Although low-resource languages are covered, their data volume remains significantly lower than that of high-resource languages.
Validation was carried out using only Gemma-2B as the backbone model; performance on larger models remains to be explored.
The filtering pipeline's cultural adaptability is limited (e.g., toxic word lists may not apply uniformly across all cultural contexts).
Despite the dataset's large scale, images must be compiled/downloaded by users themselves, introducing the risk of broken links over time.
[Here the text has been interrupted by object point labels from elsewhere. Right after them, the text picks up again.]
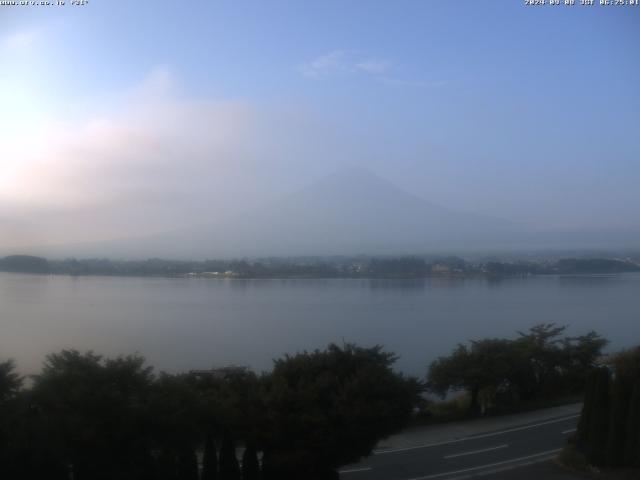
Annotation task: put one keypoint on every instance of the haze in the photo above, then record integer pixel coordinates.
(124, 120)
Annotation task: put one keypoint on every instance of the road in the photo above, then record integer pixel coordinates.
(478, 454)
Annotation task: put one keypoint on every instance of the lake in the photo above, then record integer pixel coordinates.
(180, 324)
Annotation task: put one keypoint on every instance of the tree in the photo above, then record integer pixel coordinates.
(209, 459)
(187, 464)
(598, 427)
(632, 440)
(539, 363)
(617, 433)
(485, 365)
(93, 413)
(10, 381)
(328, 408)
(229, 467)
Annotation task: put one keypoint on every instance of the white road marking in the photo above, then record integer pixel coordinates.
(489, 465)
(455, 455)
(474, 437)
(354, 470)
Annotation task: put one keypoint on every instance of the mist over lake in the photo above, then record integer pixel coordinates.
(181, 324)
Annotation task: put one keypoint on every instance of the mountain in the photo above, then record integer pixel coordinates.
(350, 212)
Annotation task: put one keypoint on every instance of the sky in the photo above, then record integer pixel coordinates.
(122, 118)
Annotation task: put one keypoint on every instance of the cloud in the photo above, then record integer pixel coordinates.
(344, 62)
(154, 158)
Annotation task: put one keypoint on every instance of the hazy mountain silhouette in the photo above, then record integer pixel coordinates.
(352, 211)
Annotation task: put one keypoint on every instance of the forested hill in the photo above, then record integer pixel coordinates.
(319, 267)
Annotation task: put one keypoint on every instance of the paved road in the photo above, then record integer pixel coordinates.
(478, 454)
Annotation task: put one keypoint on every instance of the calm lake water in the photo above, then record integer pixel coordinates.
(180, 324)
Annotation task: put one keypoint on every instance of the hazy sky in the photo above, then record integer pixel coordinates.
(120, 118)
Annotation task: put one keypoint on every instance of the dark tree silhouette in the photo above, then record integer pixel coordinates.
(209, 459)
(229, 467)
(250, 464)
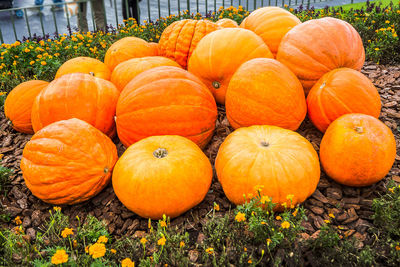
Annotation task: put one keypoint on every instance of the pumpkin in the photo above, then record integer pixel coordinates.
(68, 162)
(166, 101)
(227, 23)
(180, 38)
(127, 48)
(127, 70)
(86, 65)
(318, 46)
(271, 24)
(264, 91)
(162, 175)
(215, 59)
(281, 162)
(18, 104)
(357, 150)
(77, 95)
(339, 92)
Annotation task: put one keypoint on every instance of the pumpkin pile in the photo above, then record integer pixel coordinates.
(160, 100)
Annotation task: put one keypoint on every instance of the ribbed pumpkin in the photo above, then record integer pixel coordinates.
(281, 161)
(357, 150)
(127, 70)
(220, 54)
(68, 162)
(18, 104)
(162, 175)
(180, 38)
(127, 48)
(86, 65)
(339, 92)
(166, 101)
(318, 46)
(264, 91)
(271, 24)
(77, 95)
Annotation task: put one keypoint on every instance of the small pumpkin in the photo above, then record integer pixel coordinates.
(264, 91)
(19, 102)
(357, 150)
(281, 162)
(166, 101)
(127, 70)
(215, 59)
(77, 95)
(339, 92)
(162, 175)
(68, 162)
(86, 65)
(318, 46)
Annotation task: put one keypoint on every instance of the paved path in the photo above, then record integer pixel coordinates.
(112, 18)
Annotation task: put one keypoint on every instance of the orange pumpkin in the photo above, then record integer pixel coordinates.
(280, 161)
(86, 65)
(166, 101)
(215, 59)
(339, 92)
(127, 70)
(180, 38)
(68, 162)
(162, 175)
(77, 95)
(271, 24)
(127, 48)
(18, 104)
(264, 91)
(318, 46)
(357, 150)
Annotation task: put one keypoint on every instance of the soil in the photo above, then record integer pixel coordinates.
(351, 206)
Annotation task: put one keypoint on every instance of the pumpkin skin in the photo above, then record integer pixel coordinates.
(179, 39)
(264, 91)
(68, 162)
(77, 95)
(86, 65)
(19, 102)
(162, 175)
(127, 70)
(215, 60)
(127, 48)
(357, 150)
(271, 24)
(341, 91)
(318, 46)
(280, 160)
(166, 101)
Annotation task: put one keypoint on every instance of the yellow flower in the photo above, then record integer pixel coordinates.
(59, 257)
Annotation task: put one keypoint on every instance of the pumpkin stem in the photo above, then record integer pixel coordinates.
(160, 153)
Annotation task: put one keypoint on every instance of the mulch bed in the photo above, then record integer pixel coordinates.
(351, 206)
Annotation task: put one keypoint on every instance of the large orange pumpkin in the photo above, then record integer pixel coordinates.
(180, 38)
(127, 48)
(162, 175)
(68, 162)
(339, 92)
(220, 54)
(77, 95)
(264, 91)
(280, 161)
(86, 65)
(271, 24)
(318, 46)
(166, 101)
(357, 150)
(18, 104)
(127, 70)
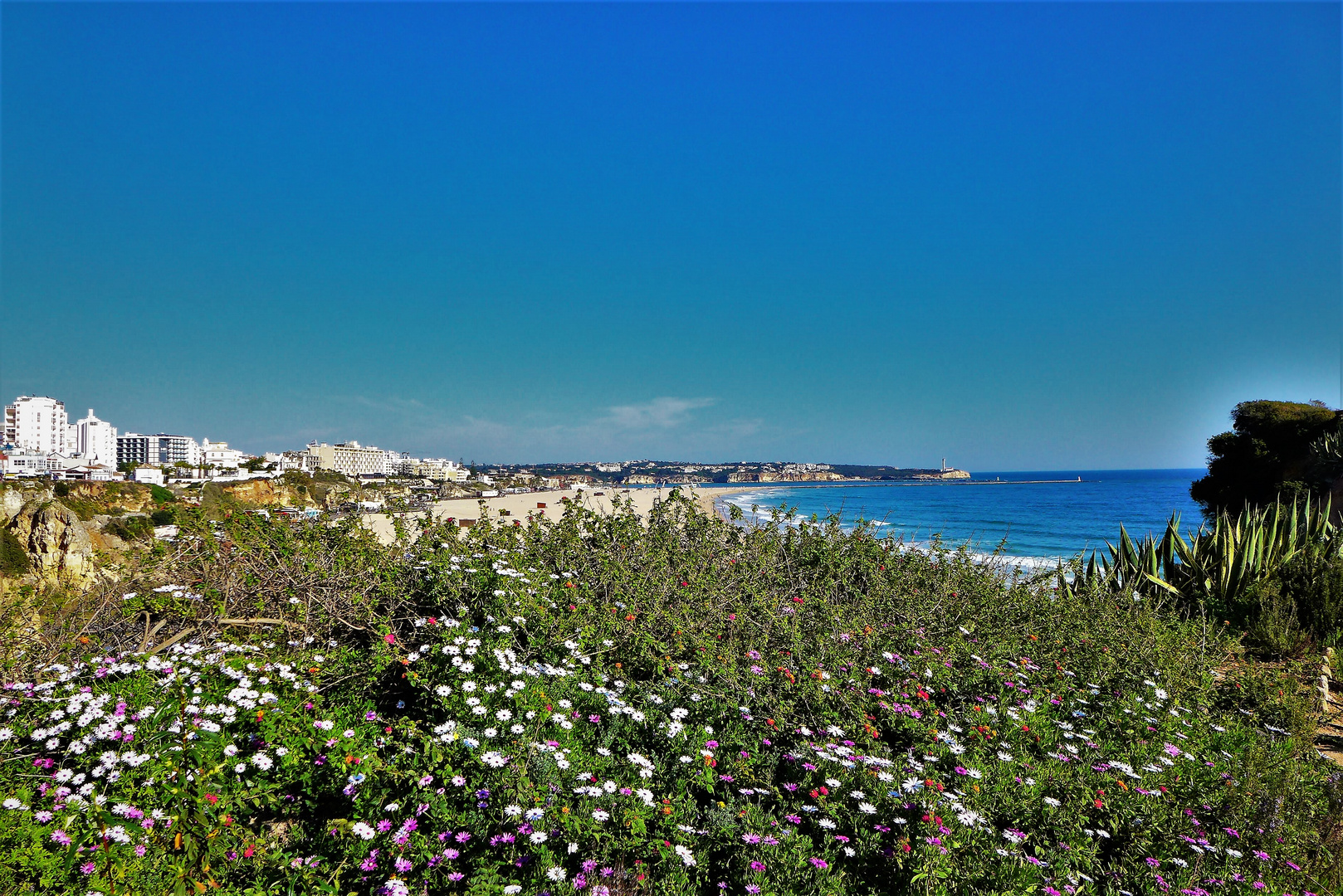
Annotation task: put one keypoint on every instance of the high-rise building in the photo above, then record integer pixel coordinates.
(37, 423)
(160, 449)
(95, 441)
(349, 458)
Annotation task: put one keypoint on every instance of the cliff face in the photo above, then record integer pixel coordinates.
(274, 494)
(56, 539)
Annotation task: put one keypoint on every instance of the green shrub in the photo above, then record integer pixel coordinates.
(613, 705)
(130, 528)
(1315, 586)
(13, 559)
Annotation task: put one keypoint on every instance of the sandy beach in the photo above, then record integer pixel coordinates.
(521, 507)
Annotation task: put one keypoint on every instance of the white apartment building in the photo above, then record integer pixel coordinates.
(349, 458)
(23, 462)
(219, 455)
(95, 441)
(160, 449)
(37, 425)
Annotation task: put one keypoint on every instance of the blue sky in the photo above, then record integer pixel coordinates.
(1016, 236)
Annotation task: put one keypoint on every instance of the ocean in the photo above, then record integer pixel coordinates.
(1037, 516)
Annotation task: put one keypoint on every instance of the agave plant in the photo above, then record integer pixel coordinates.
(1216, 566)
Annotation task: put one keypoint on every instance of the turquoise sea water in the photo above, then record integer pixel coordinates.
(1032, 518)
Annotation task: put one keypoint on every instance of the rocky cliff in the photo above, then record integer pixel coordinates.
(56, 539)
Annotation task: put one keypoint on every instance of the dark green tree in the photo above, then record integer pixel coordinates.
(13, 559)
(1264, 457)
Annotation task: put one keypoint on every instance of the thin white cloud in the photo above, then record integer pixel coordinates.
(661, 412)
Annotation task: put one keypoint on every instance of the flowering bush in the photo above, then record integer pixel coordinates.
(779, 712)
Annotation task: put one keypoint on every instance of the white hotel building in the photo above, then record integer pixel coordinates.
(37, 425)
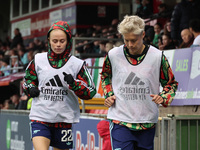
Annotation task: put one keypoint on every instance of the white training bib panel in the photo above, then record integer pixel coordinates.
(56, 102)
(132, 86)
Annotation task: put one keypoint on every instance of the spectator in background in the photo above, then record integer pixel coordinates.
(1, 54)
(7, 104)
(183, 12)
(194, 27)
(96, 47)
(109, 46)
(167, 27)
(22, 54)
(164, 14)
(15, 61)
(17, 39)
(5, 65)
(118, 43)
(102, 47)
(104, 132)
(157, 30)
(146, 10)
(15, 100)
(167, 42)
(187, 38)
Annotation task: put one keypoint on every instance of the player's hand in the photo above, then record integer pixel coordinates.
(157, 99)
(109, 101)
(34, 92)
(68, 78)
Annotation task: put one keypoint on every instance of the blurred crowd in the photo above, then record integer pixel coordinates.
(173, 29)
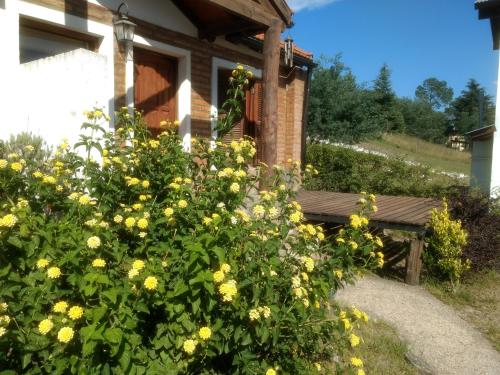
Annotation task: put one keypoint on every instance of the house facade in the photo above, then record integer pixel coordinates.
(62, 57)
(489, 144)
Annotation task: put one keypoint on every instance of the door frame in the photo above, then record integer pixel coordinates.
(218, 63)
(183, 97)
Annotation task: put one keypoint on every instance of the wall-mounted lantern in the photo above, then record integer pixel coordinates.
(124, 28)
(289, 52)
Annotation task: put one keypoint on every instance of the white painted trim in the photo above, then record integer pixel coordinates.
(69, 21)
(183, 78)
(218, 63)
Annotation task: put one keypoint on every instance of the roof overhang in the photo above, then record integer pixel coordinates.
(490, 9)
(481, 134)
(223, 17)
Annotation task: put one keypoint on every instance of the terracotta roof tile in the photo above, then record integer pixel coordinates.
(296, 49)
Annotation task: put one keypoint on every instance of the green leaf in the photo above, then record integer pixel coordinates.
(26, 360)
(15, 242)
(111, 294)
(113, 335)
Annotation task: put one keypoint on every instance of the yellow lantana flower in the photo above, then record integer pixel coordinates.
(151, 283)
(138, 264)
(218, 277)
(42, 263)
(54, 272)
(45, 326)
(142, 223)
(205, 333)
(75, 312)
(234, 188)
(295, 217)
(356, 362)
(65, 334)
(94, 242)
(60, 307)
(18, 167)
(354, 340)
(129, 222)
(254, 314)
(228, 290)
(132, 273)
(308, 263)
(258, 210)
(98, 263)
(189, 346)
(8, 221)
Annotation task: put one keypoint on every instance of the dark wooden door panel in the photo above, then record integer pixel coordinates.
(155, 87)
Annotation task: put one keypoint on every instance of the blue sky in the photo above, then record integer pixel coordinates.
(417, 38)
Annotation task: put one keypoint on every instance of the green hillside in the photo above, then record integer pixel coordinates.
(417, 150)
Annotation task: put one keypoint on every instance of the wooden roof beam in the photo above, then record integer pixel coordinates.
(248, 10)
(217, 30)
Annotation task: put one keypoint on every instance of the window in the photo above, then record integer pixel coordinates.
(38, 40)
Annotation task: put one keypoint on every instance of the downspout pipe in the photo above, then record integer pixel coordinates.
(305, 112)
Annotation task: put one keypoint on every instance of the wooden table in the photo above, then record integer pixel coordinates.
(403, 213)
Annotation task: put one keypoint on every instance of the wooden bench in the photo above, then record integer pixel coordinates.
(403, 213)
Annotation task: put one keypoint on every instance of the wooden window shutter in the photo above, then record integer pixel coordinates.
(254, 108)
(223, 87)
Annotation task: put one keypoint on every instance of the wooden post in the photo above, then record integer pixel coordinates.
(270, 92)
(414, 261)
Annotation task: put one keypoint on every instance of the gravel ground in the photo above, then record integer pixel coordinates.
(441, 341)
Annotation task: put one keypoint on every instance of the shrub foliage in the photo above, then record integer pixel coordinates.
(446, 241)
(139, 257)
(480, 216)
(349, 171)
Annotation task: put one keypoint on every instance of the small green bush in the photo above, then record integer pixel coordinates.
(26, 145)
(153, 260)
(443, 256)
(349, 171)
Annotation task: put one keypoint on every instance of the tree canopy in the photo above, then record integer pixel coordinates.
(341, 109)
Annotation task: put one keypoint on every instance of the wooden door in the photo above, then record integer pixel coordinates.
(251, 123)
(155, 87)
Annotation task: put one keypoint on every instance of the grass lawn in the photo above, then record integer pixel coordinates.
(477, 300)
(381, 350)
(435, 156)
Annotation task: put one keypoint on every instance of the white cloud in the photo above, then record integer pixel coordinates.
(298, 5)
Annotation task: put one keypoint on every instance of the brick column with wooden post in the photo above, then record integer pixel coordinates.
(270, 78)
(414, 260)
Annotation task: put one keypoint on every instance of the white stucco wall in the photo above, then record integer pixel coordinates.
(56, 106)
(49, 96)
(481, 164)
(159, 12)
(495, 163)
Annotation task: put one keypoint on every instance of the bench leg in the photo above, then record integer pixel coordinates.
(414, 261)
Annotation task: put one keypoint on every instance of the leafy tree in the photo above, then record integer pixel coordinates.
(422, 121)
(335, 103)
(382, 86)
(384, 111)
(435, 93)
(465, 110)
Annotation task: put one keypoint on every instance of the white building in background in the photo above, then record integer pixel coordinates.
(487, 139)
(60, 58)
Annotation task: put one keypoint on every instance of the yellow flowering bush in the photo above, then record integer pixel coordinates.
(445, 242)
(141, 258)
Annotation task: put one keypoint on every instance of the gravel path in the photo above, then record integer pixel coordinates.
(434, 332)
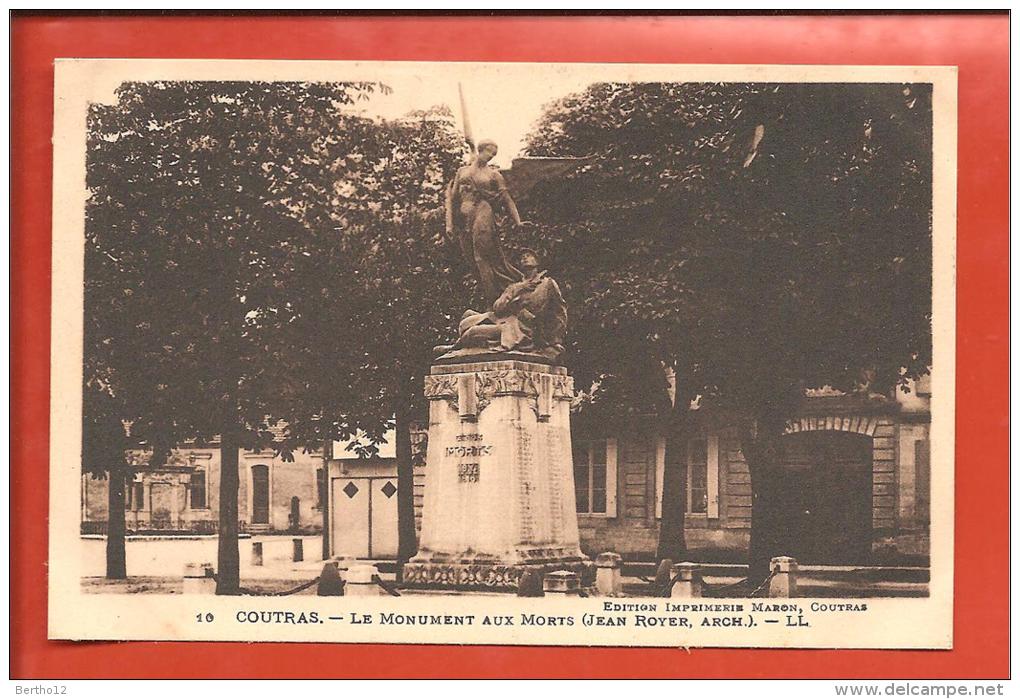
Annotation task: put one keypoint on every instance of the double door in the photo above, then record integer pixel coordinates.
(364, 517)
(823, 497)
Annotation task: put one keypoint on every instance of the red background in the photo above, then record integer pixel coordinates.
(979, 45)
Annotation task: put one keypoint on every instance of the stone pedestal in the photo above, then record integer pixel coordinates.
(499, 494)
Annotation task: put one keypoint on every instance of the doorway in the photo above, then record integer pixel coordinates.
(824, 496)
(260, 495)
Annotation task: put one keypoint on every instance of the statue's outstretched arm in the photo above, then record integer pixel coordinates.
(451, 198)
(508, 200)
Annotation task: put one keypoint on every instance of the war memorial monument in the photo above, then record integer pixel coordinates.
(499, 497)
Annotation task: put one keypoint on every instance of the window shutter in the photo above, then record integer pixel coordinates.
(660, 473)
(611, 449)
(713, 477)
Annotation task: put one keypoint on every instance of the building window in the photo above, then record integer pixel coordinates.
(136, 495)
(319, 488)
(697, 500)
(590, 477)
(922, 480)
(196, 490)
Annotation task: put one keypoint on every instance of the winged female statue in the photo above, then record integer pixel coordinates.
(472, 198)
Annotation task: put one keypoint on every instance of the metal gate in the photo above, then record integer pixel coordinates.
(364, 517)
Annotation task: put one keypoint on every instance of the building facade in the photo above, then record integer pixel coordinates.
(855, 484)
(183, 496)
(855, 488)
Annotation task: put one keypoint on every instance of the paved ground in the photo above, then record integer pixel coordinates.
(165, 558)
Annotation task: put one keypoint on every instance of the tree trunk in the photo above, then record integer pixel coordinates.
(407, 536)
(761, 450)
(227, 556)
(116, 563)
(326, 495)
(672, 544)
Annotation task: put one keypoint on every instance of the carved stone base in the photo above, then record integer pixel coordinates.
(486, 576)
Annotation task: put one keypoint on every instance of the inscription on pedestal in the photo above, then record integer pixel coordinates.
(525, 477)
(553, 445)
(469, 471)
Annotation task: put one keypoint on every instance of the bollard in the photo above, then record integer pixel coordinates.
(783, 583)
(608, 581)
(662, 578)
(330, 584)
(529, 584)
(361, 583)
(562, 583)
(199, 580)
(687, 581)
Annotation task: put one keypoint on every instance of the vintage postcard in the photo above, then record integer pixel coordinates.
(503, 353)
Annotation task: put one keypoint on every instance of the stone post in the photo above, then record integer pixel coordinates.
(687, 580)
(361, 582)
(330, 584)
(562, 583)
(198, 580)
(607, 576)
(783, 583)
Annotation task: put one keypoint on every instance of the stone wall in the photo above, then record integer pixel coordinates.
(287, 480)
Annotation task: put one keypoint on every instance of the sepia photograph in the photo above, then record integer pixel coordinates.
(515, 353)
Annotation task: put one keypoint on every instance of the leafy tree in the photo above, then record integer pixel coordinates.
(381, 293)
(202, 194)
(758, 239)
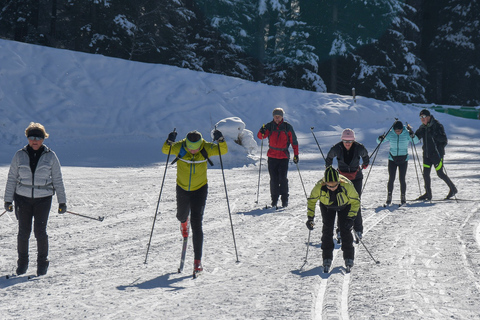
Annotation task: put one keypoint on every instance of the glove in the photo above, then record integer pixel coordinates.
(9, 206)
(62, 208)
(349, 223)
(171, 137)
(218, 136)
(263, 129)
(310, 223)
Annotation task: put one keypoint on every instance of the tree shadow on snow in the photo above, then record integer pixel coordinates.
(164, 281)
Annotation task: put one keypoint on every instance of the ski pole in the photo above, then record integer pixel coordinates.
(361, 241)
(376, 152)
(158, 202)
(84, 216)
(311, 128)
(415, 165)
(228, 203)
(301, 180)
(260, 167)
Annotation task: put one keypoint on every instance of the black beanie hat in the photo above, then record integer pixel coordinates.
(398, 125)
(425, 112)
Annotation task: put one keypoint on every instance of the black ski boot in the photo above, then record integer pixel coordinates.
(22, 266)
(348, 264)
(284, 201)
(389, 198)
(274, 200)
(327, 263)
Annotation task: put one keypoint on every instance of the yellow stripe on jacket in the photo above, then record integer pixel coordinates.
(347, 196)
(192, 172)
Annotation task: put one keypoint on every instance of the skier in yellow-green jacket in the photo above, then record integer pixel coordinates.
(193, 153)
(336, 195)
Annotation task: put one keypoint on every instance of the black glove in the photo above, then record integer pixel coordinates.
(9, 206)
(62, 208)
(171, 137)
(349, 223)
(310, 223)
(412, 134)
(218, 136)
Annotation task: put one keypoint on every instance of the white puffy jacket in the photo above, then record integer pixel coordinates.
(45, 182)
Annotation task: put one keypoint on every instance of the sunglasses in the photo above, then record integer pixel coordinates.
(35, 138)
(332, 187)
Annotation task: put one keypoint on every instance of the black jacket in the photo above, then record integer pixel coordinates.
(348, 161)
(434, 138)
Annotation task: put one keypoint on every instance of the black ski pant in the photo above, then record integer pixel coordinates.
(193, 203)
(328, 219)
(439, 168)
(26, 211)
(278, 170)
(358, 223)
(392, 172)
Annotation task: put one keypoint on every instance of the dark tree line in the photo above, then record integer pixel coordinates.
(407, 51)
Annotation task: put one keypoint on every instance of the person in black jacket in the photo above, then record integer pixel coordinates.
(348, 153)
(434, 143)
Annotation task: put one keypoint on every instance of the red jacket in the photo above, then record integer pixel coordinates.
(279, 138)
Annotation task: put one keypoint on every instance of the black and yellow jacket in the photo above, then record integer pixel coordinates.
(192, 168)
(347, 195)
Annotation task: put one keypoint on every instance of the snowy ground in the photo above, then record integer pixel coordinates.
(108, 118)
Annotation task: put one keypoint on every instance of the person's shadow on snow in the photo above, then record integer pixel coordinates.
(164, 281)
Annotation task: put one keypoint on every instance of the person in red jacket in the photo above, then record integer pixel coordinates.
(280, 136)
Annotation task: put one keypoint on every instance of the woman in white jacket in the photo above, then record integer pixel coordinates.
(34, 177)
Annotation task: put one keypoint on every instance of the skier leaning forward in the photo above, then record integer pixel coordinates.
(192, 188)
(336, 195)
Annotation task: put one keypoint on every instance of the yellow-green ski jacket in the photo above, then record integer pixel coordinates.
(347, 196)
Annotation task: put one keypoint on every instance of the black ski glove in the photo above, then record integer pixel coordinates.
(349, 223)
(8, 206)
(171, 137)
(62, 208)
(410, 130)
(310, 223)
(218, 136)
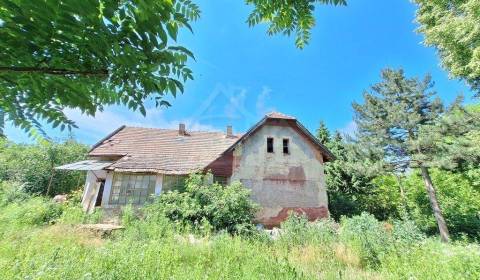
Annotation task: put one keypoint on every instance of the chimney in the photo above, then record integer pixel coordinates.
(229, 131)
(181, 129)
Flamingo \(\to\) OpenFlamingo: The interleaved image-text training paradigm has been validated as a key driver of in-context learning in mLLMs.
OBELICS / mmc4: The success of English interleaved datasets proves the feasibility of extracting documents from web pages.
Lessons from LAION-5B: Safety issues in large-scale web data (e.g., CSAM) require systematic resolution.
NLLB-SigLIP: Multilingual CLIP variants provide cross-lingual support for joint image-text filtering.
Insight: In constructing multilingual multimodal datasets, the "quality-diversity trade-off" remains a core design decision.

Rating¶

⭐⭐⭐⭐ (4/5)

Novelty ⭐⭐⭐⭐: The first large-scale multilingual interleaved image-text dataset, filling an important gap.
Value ⭐⭐⭐⭐⭐: Open-source release, CC BY 4.0 license, directly driving multilingual mLLM research.
Experimental Thoroughness ⭐⭐⭐⭐: Multidimensional evaluations (quality, diversity, safety, model training), but only validated on a small-scale model.
Writing Quality ⭐⭐⭐⭐: Thorough pipeline description, but the paper is long with experimental details mostly relegated to the appendix.